Get Your Hands Dirty with the Data

First, load the “devtools” package as this is required to install the twitteR package from the github account. Following is the code in order to install the package and get started with the session as shown above.

Installation of twitteR Package in R

## Install the github codes from an url
install_github("geoffjentry/twitteR")
library(twitteR)
library(dplyr)
## Build the API model to get the tweets
api_key<-"V7K1ZkputrE22Kb2Hlmleb5ze"
api_secret<-"KuEtwZjcIZ8VuKENgoQ3w6l5ngFMhnniiQlqwubCldOG6Hf6d2"
access_token<-"774465035552886785-7uBmIK2xCfnPk4zF00UM5JxrtNMCBAv"
access_token_secret<-"s51j97gnlBDeWypMLiyyoAUfHjwuwuCPieSnG33DZtC1j"
## Setup twitteR oauth
setup_twitter_oauth(api_key,api_secret,access_token,access_token_secret)

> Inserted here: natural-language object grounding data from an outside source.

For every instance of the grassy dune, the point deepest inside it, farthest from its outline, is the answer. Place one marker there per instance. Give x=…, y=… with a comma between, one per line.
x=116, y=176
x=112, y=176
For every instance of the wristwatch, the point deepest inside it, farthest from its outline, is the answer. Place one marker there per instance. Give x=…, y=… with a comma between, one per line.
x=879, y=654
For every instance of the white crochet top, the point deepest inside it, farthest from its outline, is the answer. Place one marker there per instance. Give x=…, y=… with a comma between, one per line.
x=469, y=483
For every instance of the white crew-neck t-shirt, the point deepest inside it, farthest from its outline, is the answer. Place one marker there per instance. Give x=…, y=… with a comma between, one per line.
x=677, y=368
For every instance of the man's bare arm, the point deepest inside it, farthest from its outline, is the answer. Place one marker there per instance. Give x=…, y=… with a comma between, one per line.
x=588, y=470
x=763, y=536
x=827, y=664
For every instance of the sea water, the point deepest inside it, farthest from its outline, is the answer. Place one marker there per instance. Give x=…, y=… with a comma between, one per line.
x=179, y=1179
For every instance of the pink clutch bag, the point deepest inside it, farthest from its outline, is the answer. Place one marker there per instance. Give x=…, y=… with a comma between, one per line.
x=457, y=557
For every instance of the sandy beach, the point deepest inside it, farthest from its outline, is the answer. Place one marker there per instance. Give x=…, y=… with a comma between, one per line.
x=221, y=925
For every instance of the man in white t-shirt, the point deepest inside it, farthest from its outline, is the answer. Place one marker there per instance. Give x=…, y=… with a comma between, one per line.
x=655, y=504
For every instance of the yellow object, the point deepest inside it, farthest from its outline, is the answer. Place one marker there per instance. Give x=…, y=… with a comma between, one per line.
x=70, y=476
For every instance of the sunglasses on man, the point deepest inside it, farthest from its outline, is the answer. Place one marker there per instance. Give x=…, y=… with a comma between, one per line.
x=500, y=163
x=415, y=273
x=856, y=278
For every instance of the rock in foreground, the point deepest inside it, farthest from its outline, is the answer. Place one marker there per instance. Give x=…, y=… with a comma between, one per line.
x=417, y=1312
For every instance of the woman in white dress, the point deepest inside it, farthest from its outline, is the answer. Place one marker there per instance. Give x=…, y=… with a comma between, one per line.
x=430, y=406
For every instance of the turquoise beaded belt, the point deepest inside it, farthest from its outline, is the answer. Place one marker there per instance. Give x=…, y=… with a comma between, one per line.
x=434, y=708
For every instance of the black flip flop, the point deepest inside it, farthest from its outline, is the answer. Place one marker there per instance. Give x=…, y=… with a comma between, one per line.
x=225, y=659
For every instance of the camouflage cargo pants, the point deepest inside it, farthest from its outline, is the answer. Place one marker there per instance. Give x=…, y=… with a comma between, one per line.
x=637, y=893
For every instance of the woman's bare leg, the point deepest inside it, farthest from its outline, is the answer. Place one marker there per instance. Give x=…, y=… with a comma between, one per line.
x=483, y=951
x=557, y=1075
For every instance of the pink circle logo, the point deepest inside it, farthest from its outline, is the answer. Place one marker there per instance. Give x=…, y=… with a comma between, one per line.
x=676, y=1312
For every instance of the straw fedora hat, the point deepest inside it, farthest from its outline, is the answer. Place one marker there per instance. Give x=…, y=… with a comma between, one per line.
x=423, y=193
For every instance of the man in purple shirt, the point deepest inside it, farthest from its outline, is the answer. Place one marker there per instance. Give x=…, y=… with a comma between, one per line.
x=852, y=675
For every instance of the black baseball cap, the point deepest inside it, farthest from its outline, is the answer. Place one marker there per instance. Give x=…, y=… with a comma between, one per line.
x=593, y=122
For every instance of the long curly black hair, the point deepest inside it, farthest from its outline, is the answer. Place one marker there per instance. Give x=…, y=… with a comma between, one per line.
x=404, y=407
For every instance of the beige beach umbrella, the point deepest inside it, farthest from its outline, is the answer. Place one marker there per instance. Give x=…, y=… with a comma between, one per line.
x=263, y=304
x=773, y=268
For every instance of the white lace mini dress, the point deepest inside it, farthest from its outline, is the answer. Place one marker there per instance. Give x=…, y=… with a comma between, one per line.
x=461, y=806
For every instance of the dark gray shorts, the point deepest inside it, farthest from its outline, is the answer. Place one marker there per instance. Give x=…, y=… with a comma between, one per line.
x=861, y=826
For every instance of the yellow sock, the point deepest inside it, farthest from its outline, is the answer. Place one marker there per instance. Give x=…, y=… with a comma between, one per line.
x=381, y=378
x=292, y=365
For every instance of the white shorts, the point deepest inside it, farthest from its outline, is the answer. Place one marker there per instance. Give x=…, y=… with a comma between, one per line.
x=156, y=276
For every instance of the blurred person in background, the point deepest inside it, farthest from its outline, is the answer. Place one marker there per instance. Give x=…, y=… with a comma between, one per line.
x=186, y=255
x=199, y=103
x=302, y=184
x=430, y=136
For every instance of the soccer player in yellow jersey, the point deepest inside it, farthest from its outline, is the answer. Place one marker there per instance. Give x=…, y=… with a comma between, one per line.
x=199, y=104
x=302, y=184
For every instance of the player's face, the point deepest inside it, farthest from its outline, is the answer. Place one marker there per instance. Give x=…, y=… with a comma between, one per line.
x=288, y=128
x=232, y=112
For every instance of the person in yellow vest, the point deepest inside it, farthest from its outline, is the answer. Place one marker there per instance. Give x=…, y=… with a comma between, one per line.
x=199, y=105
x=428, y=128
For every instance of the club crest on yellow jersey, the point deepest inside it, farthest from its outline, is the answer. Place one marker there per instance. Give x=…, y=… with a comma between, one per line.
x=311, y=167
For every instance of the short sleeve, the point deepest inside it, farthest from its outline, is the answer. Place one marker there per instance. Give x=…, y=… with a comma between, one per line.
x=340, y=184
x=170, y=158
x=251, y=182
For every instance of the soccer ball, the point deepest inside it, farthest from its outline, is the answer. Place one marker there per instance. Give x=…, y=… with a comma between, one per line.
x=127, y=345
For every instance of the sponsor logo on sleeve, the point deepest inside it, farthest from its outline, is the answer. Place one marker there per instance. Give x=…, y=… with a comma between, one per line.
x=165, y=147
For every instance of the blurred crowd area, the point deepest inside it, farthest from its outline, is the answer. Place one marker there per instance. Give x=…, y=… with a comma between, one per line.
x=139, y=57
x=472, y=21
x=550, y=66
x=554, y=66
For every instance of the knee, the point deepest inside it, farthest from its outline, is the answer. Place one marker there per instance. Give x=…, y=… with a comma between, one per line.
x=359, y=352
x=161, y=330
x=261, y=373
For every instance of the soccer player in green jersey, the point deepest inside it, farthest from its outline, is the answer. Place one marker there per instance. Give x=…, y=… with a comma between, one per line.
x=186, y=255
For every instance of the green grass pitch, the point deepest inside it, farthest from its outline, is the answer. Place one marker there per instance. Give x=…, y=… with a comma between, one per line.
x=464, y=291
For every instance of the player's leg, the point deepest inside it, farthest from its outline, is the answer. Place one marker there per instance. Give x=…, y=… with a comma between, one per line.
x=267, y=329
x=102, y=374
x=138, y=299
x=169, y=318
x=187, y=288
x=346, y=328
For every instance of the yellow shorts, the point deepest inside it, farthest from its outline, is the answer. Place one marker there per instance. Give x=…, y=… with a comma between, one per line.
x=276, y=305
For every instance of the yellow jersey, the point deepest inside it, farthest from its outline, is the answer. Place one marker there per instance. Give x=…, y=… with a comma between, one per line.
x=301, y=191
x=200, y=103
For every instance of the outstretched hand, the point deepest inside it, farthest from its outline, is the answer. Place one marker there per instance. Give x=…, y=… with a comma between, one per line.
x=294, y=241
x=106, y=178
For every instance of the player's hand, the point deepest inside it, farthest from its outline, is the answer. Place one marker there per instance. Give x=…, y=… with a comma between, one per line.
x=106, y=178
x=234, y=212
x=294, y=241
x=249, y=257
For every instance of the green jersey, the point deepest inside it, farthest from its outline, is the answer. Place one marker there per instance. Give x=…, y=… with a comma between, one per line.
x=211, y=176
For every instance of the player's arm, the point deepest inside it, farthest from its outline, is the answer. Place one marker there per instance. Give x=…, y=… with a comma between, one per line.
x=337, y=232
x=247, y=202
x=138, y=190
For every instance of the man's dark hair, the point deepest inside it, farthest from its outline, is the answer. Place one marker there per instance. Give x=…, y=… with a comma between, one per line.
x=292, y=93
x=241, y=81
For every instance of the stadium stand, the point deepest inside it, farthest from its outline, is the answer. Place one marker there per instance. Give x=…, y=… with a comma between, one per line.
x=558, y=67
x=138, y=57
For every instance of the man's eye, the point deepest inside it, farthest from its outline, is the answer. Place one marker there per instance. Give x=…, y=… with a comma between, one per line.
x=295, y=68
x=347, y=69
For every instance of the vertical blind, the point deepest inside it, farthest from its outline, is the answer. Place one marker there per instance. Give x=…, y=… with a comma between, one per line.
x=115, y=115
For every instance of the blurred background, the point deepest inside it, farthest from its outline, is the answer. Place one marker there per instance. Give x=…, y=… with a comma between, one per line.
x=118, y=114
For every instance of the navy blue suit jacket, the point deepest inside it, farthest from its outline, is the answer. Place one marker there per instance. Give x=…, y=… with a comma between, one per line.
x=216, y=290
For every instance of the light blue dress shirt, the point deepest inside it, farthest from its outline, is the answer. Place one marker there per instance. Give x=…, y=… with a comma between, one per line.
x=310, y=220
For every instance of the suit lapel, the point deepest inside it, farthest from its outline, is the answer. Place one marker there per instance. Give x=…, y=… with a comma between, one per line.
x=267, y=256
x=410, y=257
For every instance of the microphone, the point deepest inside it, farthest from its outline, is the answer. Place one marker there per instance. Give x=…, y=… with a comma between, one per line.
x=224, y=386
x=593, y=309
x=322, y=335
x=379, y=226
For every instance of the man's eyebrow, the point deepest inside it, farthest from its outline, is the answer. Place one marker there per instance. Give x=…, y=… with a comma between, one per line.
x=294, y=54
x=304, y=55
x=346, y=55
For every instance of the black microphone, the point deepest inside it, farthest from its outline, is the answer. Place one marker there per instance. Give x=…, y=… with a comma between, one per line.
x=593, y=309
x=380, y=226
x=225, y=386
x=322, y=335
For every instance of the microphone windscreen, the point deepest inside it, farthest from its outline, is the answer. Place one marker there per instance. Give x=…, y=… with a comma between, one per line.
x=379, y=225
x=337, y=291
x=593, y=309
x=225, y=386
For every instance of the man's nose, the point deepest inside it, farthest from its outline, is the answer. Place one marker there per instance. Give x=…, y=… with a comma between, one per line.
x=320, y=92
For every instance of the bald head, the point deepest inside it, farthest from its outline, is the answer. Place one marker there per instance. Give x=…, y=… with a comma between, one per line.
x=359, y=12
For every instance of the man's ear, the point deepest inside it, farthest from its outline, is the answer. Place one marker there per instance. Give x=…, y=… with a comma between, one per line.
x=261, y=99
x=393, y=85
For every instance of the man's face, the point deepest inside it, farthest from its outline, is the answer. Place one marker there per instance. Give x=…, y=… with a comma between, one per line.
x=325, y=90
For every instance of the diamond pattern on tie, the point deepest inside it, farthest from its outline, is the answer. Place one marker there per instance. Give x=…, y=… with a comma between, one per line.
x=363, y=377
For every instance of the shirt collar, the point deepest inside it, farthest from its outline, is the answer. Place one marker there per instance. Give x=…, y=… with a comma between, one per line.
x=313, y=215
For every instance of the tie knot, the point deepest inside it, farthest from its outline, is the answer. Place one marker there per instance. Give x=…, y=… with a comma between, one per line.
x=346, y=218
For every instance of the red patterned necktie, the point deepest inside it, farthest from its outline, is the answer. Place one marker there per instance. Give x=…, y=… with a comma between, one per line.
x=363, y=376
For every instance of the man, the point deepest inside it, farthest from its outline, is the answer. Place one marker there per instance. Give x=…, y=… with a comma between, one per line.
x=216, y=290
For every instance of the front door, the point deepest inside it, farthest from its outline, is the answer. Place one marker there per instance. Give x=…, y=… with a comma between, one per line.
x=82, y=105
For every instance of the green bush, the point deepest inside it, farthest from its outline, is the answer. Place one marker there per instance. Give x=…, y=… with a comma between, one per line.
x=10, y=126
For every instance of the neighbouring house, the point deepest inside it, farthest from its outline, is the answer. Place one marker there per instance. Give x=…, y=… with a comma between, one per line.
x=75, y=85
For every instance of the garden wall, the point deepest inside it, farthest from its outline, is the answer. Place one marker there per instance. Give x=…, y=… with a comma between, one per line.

The syntax: setup_twitter_oauth(api_key,api_secret,access_token,access_token_secret) is the command to setup the session with the twitter.

Trend Topic: De-Monetisation

## Search the tweets for topic "demonetisation"
Demon<-searchTwitter("Demonetisation",n=200,since="2016-11-07")
Demon_Tweets<-sapply(Demon,function(x)x$getText())%>%as.data.frame()
colnames(Demon_Tweets)=c("Text")
write.csv(Demon_Tweets,"Tweets.csv")
Demon_DF<-read.csv("Tweets.csv")

Clean The Data

Primary Cleaning using gsub()

##Clean the tweet for sentiment analysis
#  remove html links, which are not required for sentiment analysis
tweet1=gsub("https://","",Demon_DF$Text)
tweet2=gsub("#","",tweet1)
tweet3=gsub("t.co/","",tweet2)
tweet4=gsub("@","",tweet3)
tweet5=gsub("RT|via","",tweet4)
tweet6=gsub("????????????????????????????????????","",tweet5)
tweet7=gsub("\n"," ",tweet6)
tweet8=gsub("<ed><U+A><U+BD><ed><U+B><U+C>","",tweet7)
tweet9=gsub("[[:digit:]]","",tweet8)
tweet10=gsub(" ???????????????????????????????????? ","",tweet9)
write.csv(tweet10,"tweets_clean.csv")

Secondary Cleaning using “tm” package

## Load the tm package to clean the corpus
library(tm)
library(plyr)
library(stringr)
library(SnowballC)
tweet_text=read.csv("tweets_clean.csv")

## Corpus
DemonCorpus=Corpus(VectorSource(tweet_text$x))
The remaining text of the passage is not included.